Color of Change helps you tell the state of California to stop exploiting prison workers (who make as little as $1/day!) to fight wildfires. I have nothing to say to folks who think of prison workers as a giant pool of people they can use and abuse as they like, but to folks who wonder how California will ever make ends meet if they spend all more money paying prisoners to do the back-breaking work of fighting wildfires, I have this to say: your wonderment is a hostage situation -- don't pay prisoners what their work is actually worth, or we'll all burn up!. Too often we imagine that the world around us is the only world that can be, but we can bring back a world where states tax rich folks hard and stop funneling taxpayer money to crony corporations. At that point we'll actually find it a lot easier to do the right thing, but let's tell California to do the right thing anyway. Doing the right thing builds character, after all.

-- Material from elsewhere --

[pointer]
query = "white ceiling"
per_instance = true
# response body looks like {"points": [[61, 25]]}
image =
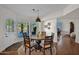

Meanwhile, Comcast has lately agreed to refund well over half a million dollars to Massachusetts customers who signed long-term cable contracts only to find themselves slammed with fancy-sounding fees that inflated their bills up to 40% above advertised prices. And when they realized they'd been had and tried to cancel their cable, Comcast slammed them again with a $200 "early termination" fee! Nice work if you can get it! And since it's absurd to think Comcast would only try this in Massachusetts, Consumer Reports helps you ask your state Attorney General to investigate whether cable corporations' add-on fees in your state amount to a fraudulent price hike. We imagine America as some kind of "free" market Wild West, but we must insist on laws (and law enforcement) that won't let corporations pull this kind of bait-and-switch on us. Indeed, things like this used to be a law-and-order issues for conservatives. I wonder what changed.
Finally, if you've missed previous opportunities to tell our Environmental Protection Agency (or EPA) to reject its proposed plan to weaken its own methane emissions standards, then both the Sierra Club and the Union of Concerned Scientists still help you do that. You probably know the drill by now: oil and gas drilling corporations leak methane the way some folks leak gossip, methane emissions pack a far larger climate change punch than even coal emissions do, and when corporations ventilate methane into our air willy-nilly from drilling projects on public lands, they're also cheating American taxpayers out of royalties (since methane is a usable energy source, and, you know, public lands belong to the public). Always it seems like our Administration's EPA cares more about protecting polluters than protecting good Americans from polluters. But luckily, we are always here to remind them whom they are really pledged to protect.